The apparent indifference with which investigations that commences after the change of government are being handled by those in the commanding heights of that department suggests that the culture in that department remains the same, said Dr. Jayawickrama.

Sri Lanka’s inability to conduct credible investigations through quasi-judicial bodies has also been demonstrated by the performance of a succession of commissions of inquiry headed by retired judicial officers, he added.

“The Udalagama Commission lost its credibility very early in its proceedings. The Paranagama Commission keeps rolling along, from month to month, year to year, signifying the urgency it attaches to Enforced Disappearances. The performance of the previous Human Rights Commission, which had the duty to investigate infringements of fundamental rights, was so abysmal that the United Nations downgraded its status for lack of balance and objectivity,” said Dr. Jayawickrama.

Despite the present government’s insistence that the judiciary is now independent, he said, its failure to resort to a “vetting” process, which was successfully applied under the Constitution of Kenya, will only strengthen the belief among the international community that our judiciary lacks the competence or the integrity to address war crimes and crimes against humanity.

“The question which the Government will need to address is whether it has, with the resources available to it, the capacity to effectively investigate, prosecute and try the serious allegations referred to in the report of the OHCHR investigation on Sri Lanka, including war crimes and crimes against humanity.
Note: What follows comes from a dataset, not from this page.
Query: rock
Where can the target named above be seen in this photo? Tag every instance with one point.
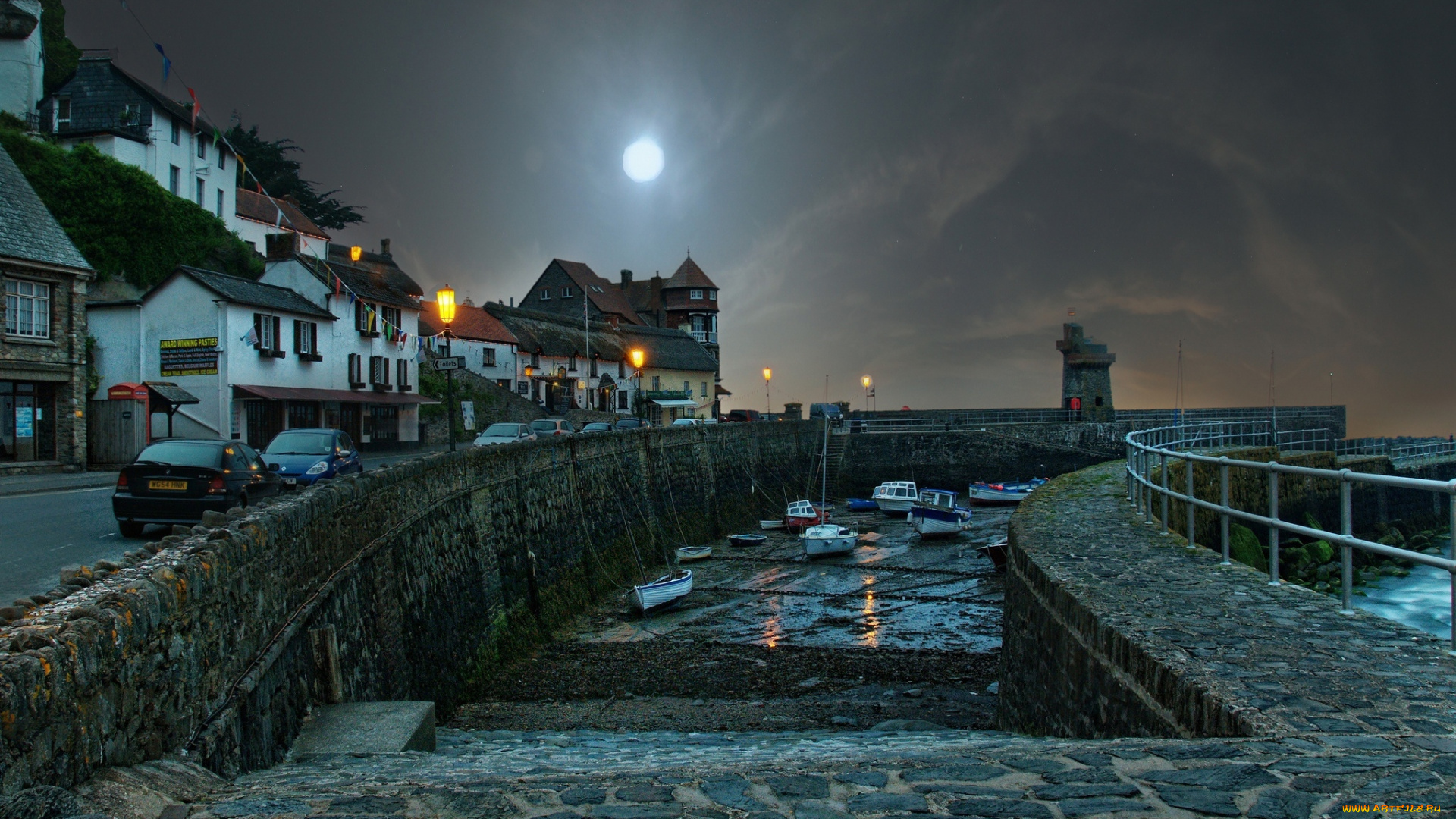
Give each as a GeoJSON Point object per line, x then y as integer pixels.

“To admit that we cannot undertake these tasks alone is not an admission of weakness. On the contrary, it will be a sincere and genuine commitment to achieving the objective of accountability on behalf of those who laid down their lives and the families who continue to live in grief. In respect of war crimes and crimes against humanity, the expertise of lawyers skilled in dealing with such crimes, military analysts, crime scene investigators, trauma experts, psychological counsellors, and a host of others who are competent to address issues of victim needs and rights, witness preparation and protection, are essential, and international assistance in that regard ought to be welcome,” said Dr. Jayawickrama.